I wrote it on the back of my hand.
“Okay,” I said. “Got it. I’ll be home tonight. Dad, did you hear me say that?”
“Did you get the address?”
“Yes.”
“That’s Benny’s. We’re staying here tonight. It’s one hou
r and fifty-eight minutes away from where you are. If you’re in Alamosa, Colorado.”
“I’m in Alamosa.” I looked at Syd. I couldn’t imagine leaving her. The notion that in a few hours I’d be watching cartoons in a roomful of cousins was preposterous.
“I’ll be there,” I said. “I’ll call when I’m on my way.”
“Yes.” He was trying to keep his voice steady. “Please call.”
“Okay,” I said.
“Mir,” he said. “I was really pissed at you. I still am. But I love you. Okay?”
“Okay.” I didn’t want Syd to hear me tell my dad I loved him. “Me too.”
“Okay.”
“Okay, bye.” I hung up.
“You need to go.” Syd was so vulnerable. It was weird.

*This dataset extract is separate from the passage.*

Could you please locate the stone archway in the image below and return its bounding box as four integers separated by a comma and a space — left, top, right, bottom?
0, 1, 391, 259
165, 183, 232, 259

“What if you came with me?” I said.
“That’s really sweet.” She nodded, holding back tears. “But I can’t.”
“What are you going to do?”
“I’m going to stay here. Until the fall. I took the GED. I got into NMSU and UNM. I think I’ll go to UNM. They offered me a scholarship.”
“What about Stanford?” I felt a stab of guilt for asking.
She nodded slowly. “Well. I asked if I could defer my enrollment. Until next year. I explained everything. Well, not everything. But how I had to come here and how I’m sort of taking care of my mom. I thought they’d laugh in my face, but they were actually pretty cool. The request is still under consideration. I guess I’ll know sometime soon. But I don’t even know if I want to go there. I only applied there because—ugh.” She looked down into her lap. “It’s so stupid now, I don’t want to say it. But I only applied there because Samuel told me—he told me he was trying to get a visiting professorship there.” She seemed not to believe what she was saying, how ridiculous it was. She took a sharp breath and held it and shook her head. “I was so stupid.”